In February, BMX legend Dave Mirra reportedly committed suicide at the age of 41. Now, it appears the trick bike trailblazer suffered from CTE (Chronic Traumatic Encephalopathy) in the lead up to his death.
For the most part, when we hear and read about CTE, the brain disease linked with repeated concussions, it's in conjunction with former NFL players. Legendary Chargers linebacker Junior Seau, who committed suicide in 2012, reportedly had definitive signs of CTE in his brain.
There have been several other diagnosed cases of CTE in former NFL players, and who knows how many more are still to be diagnosed in current and future generations.
According to reports, BMX star Dave Mirra is the first action sports competitor to be diagnosed with CTE, and his diagnosis undoubtedly broadens the scope of this still somewhat mysterious disease.
Mirra reportedly fractured his skull when he was hit by a car at 19. He briefly tried his hand at boxing when he retired from BMX. However, Dave Mirra suffered too many concussions to keep track of during his BMX career, which more than likely led to him developing CTE.

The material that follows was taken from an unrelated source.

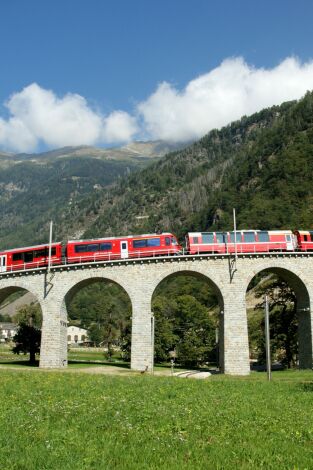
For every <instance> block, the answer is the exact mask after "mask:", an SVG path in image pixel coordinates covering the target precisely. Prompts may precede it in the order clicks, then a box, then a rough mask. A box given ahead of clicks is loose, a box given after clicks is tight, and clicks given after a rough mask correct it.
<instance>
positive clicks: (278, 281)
mask: <svg viewBox="0 0 313 470" xmlns="http://www.w3.org/2000/svg"><path fill="white" fill-rule="evenodd" d="M265 295H267V297H268V301H269V313H270V318H269V319H270V337H271V352H272V355H273V356H274V357H275V358H276V359H277V360H279V361H280V362H281V363H282V364H284V365H285V366H286V367H288V368H289V367H293V366H294V365H295V363H296V356H297V353H298V341H297V328H298V319H297V315H296V304H297V299H296V296H295V293H294V291H293V290H292V289H291V288H290V287H289V285H288V284H287V283H286V282H285V281H283V280H281V279H280V278H278V277H277V276H270V277H268V278H267V280H266V281H265V282H261V283H260V284H259V286H258V287H257V288H256V296H257V297H259V298H261V297H262V298H264V296H265ZM263 305H264V304H263V302H262V303H259V304H257V305H256V307H255V308H260V307H263ZM260 332H261V334H260V336H259V338H258V340H257V344H258V350H259V351H258V359H259V360H260V362H262V363H264V362H265V338H264V333H263V332H264V316H262V319H261V322H260Z"/></svg>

Recently, Mirra's widow, Lauren, opened up about the former pro sports star's life to ESPN, saying,
I started to notice changes in his mood. And then it quickly started to get worse. The last couple months before he died were really intense, and then, of course, the last couple weeks were hard. We didn't know what we were dealing with.

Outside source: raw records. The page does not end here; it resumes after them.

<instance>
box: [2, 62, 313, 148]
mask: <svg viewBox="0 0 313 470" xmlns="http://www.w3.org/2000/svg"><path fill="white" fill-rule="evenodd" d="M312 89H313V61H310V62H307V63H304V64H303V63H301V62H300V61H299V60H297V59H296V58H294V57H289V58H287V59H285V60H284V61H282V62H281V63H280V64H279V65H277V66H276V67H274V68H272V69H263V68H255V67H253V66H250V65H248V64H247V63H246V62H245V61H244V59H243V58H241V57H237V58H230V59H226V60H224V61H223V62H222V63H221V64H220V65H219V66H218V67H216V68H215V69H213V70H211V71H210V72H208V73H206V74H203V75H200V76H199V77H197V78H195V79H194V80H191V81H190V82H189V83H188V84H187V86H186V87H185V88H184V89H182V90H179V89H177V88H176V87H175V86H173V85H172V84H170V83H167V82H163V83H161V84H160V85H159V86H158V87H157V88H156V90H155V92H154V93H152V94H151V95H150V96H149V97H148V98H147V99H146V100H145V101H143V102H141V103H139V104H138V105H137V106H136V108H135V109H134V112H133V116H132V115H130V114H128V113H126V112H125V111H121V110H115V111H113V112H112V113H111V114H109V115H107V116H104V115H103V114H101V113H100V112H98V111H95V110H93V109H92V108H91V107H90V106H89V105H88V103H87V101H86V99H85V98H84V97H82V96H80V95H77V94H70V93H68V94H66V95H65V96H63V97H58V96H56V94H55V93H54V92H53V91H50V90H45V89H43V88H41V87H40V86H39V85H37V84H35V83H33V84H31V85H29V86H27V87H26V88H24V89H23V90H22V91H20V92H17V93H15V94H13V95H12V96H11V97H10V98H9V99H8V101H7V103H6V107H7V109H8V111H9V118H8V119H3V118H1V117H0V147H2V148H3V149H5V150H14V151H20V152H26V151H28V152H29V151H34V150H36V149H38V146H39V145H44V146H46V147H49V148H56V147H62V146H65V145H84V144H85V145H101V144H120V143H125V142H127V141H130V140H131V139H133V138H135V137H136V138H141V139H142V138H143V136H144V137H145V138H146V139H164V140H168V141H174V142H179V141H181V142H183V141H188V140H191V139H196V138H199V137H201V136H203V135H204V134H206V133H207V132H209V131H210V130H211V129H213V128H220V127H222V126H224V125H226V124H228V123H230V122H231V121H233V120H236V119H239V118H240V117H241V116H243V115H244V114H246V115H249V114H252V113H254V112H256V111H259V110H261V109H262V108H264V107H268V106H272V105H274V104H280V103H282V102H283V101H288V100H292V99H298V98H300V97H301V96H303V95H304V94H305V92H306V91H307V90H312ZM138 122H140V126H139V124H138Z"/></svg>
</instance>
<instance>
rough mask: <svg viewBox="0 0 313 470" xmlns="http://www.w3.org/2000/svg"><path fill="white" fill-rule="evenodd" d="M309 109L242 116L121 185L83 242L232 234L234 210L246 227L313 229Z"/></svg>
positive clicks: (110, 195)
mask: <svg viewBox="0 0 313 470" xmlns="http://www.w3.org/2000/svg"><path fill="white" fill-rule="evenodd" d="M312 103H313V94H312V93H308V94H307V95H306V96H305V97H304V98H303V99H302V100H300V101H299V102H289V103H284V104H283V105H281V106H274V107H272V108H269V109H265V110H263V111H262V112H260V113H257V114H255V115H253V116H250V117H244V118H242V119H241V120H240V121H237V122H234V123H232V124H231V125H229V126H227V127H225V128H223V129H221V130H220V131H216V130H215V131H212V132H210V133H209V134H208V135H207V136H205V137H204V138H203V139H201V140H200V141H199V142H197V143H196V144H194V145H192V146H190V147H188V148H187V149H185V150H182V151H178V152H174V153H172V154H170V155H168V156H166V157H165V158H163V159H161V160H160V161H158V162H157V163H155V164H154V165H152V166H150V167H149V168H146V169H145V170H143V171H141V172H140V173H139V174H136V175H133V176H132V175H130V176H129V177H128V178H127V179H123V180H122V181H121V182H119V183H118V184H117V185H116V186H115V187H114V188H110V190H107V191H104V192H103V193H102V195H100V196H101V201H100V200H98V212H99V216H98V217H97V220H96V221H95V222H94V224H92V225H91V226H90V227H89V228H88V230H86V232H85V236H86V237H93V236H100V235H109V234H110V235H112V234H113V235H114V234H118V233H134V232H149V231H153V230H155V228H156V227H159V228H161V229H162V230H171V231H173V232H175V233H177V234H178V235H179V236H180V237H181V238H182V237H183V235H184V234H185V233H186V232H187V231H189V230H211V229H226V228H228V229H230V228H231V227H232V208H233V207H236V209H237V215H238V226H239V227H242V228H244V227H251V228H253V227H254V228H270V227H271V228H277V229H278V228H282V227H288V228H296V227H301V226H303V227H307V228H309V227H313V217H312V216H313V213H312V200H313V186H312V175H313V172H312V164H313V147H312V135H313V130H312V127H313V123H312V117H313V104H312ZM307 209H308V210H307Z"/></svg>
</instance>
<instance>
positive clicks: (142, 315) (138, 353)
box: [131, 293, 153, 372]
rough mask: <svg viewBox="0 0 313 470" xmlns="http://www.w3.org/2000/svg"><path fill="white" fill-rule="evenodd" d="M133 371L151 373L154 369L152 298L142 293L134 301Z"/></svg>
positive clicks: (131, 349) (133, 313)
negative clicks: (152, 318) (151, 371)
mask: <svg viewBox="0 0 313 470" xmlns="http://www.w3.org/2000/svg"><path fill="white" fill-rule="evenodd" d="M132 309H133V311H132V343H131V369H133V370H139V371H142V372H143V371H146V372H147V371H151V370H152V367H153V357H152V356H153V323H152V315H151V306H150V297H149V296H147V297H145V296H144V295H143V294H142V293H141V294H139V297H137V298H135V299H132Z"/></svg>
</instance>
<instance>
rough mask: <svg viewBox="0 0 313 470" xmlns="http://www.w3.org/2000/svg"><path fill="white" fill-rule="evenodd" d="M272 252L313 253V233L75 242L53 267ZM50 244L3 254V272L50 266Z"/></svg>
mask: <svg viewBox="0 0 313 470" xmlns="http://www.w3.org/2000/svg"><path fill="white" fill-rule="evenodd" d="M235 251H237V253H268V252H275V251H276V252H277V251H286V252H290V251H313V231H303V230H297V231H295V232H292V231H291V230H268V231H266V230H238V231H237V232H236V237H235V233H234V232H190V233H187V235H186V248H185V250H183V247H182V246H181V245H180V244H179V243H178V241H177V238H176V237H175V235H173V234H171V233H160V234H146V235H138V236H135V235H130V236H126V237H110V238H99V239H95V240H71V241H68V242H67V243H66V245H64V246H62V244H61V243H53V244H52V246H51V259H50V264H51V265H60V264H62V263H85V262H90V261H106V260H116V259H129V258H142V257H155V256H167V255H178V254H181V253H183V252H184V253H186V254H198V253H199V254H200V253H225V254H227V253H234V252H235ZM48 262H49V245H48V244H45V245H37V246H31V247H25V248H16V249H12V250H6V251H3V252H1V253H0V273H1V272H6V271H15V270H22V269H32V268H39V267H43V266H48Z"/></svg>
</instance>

Speaking on the symptoms Mirra exhibited before he took his own life, Lauren Mirra continued,
Fatigue, definitely, both physically and emotionally. And forgetfulness, moodiness. He would repeat conversations and topics to the point where it was obvious to the person he was talking to but not to him. He would dwell on a subject and not want to move on from it. It was obvious he wasn't himself, to the point where friends and family were concerned. The movie 'Concussion' had just come out, and a couple of friends had asked him to watch it.
Speaking on the end of Dave Mirra's life, Lauren said,
I just felt overall that he felt lost. He was gone. I could see straight through him. It was the hardest thing to see, looking at someone you love, and you can't have a conversation with them, and you can see straight through their eyes. My biggest takeaway is that [suicide] is something Dave would never, ever, in his right mind, have chosen. He was sick. And this is real. This is a real disease. At the same time, I don't want people to live in fear or stop doing what they are passionate about. I don't want this to be associated with any one sport. Let's carry on like he would. Let's continue to progress and turn this into good. Stay strong.

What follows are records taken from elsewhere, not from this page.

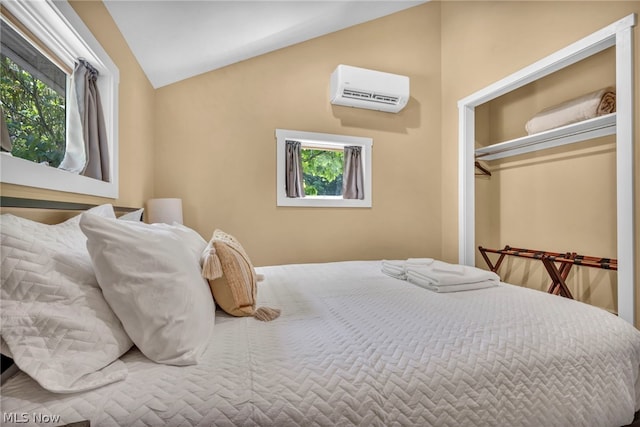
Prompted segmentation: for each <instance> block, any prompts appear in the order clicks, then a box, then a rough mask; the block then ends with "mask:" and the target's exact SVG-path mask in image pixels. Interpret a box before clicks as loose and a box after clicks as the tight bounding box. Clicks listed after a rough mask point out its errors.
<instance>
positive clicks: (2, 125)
mask: <svg viewBox="0 0 640 427" xmlns="http://www.w3.org/2000/svg"><path fill="white" fill-rule="evenodd" d="M12 148H13V144H12V142H11V137H10V136H9V128H7V122H6V120H5V118H4V110H3V109H2V107H0V149H2V151H8V152H9V153H10V152H11V149H12Z"/></svg>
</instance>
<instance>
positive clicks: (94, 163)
mask: <svg viewBox="0 0 640 427" xmlns="http://www.w3.org/2000/svg"><path fill="white" fill-rule="evenodd" d="M75 73H79V76H76V78H77V80H76V91H77V95H78V107H79V110H80V118H81V120H82V131H83V134H84V143H85V153H86V156H87V163H86V165H85V168H84V170H83V171H82V174H83V175H85V176H88V177H91V178H96V179H100V180H102V181H109V180H110V176H109V145H108V143H107V132H106V128H105V123H104V115H103V113H102V102H101V101H100V92H99V91H98V85H97V83H96V82H97V80H98V71H97V70H96V69H95V68H93V66H91V64H89V63H88V62H87V61H85V60H83V59H80V60H78V64H77V65H76V69H75V71H74V74H75Z"/></svg>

From the above excerpts and reading Lauren Mirra's interview in full, it's clear CTE destroyed Dave Mirra, physically and emotionally.
This fatal disease isn't going anywhere, whether the NFL wants to acknowledge it or not.
In terms of the diagnosis, treatment and preventative measures for CTE, research in the coming years will be key. We can only hope those like Junior Seau and Dave Mirra didn't die in vain.